Pero quizás una de las ganancias más importantes de la gestión de este tipo de espacios sea que, por un momento, el espacio público se convierte en un lugar seguro para las niñas. Al tomarse un barrio, el arte, el circo, la música transmiten un mensaje fundamental: la calle es un lugar seguro para todos y todas. Una niña que corre y hace malabares, que es admirada por su habilidad, es una ganancia para todos, niños y niñas. Gana ella el júbilo del cuerpo poderoso y la mente clara. Ganan ellos la revelación en curso de que el cuerpo de las mujeres no está en el espacio público para el consumo de las miradas masculinas, está ahí por derecho propio.

Los niños aprenden que el cuerpo de las niñas es igualmente fuerte al de ellos y que su propio cuerpo es tan flexible y delicado como el de una niña.
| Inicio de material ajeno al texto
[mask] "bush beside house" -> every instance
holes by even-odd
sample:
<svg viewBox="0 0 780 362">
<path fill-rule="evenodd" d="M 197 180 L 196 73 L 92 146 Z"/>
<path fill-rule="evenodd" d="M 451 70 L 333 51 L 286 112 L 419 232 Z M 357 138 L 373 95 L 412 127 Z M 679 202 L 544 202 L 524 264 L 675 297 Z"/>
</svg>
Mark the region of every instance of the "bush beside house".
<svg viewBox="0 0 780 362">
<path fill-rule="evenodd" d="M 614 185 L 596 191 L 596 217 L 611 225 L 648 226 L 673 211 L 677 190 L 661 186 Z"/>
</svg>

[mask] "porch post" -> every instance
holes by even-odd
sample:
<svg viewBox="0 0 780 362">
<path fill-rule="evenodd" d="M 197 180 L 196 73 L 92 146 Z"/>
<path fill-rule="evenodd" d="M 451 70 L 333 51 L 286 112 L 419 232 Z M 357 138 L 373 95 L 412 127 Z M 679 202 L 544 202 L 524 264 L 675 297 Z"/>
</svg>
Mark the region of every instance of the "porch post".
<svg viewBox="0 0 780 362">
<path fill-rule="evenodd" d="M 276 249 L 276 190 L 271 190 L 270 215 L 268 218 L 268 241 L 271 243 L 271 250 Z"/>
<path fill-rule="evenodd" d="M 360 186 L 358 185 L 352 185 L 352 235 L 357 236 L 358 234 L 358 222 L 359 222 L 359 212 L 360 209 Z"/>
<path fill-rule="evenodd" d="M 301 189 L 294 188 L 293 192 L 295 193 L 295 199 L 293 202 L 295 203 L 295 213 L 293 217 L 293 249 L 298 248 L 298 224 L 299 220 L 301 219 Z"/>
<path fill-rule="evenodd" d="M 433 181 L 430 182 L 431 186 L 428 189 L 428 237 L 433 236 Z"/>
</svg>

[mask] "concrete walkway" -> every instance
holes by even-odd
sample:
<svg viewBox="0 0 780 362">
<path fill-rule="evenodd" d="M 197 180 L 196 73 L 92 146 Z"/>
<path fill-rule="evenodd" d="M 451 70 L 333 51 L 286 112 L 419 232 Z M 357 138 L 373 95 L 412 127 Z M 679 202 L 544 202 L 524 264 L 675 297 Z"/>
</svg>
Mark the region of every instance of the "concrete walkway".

Que está bien encontrar júbilo en el baile, que no es de apenarse cuando uno se alegra al cuidar de otros. Las niñas aprenden que pueden estar enojadas, que pueden moverse y saltar tan alto como cualquier varón. En otras palabras, los niños y jóvenes aprenden a salirse de los disfraces ajustados que los roles tradicionales de género les imponen.

El Hay Festival, que tradicionalmente ha llevado al Caribe a figuras canónicas de la literatura y el arte, sabe que la representación en las artes no ocurre únicamente en las pantallas de cine o en las páginas de los libros que circulan en librerías o son prescritos por la escuela. La representación de los roles de género, su actuación y, por ende, su transformación necesaria, ocurre también en las calles y el espacio público. Lo que para los niños del siglo pasado fue una revelación esporádica y excepcional, traída a nosotros por libros como Mujercitas, ocurre para los niños y jóvenes de este siglo en su propio barrio y en el parque de su localidad. El espacio público, que en otros tiempos fue el lugar de la actuación de los roles de género tradicionales, se convierte, momentáneamente, en una grieta por donde entra la luz.

*Navas es autora del libro juvenil de relatos Las mujeres de la Independencia (Planeta, 2019) y de la novela Correr la tierra (Seix Barral, 2020). Trabaja como profesora de literatura y escritura creativa de niños y jóvenes.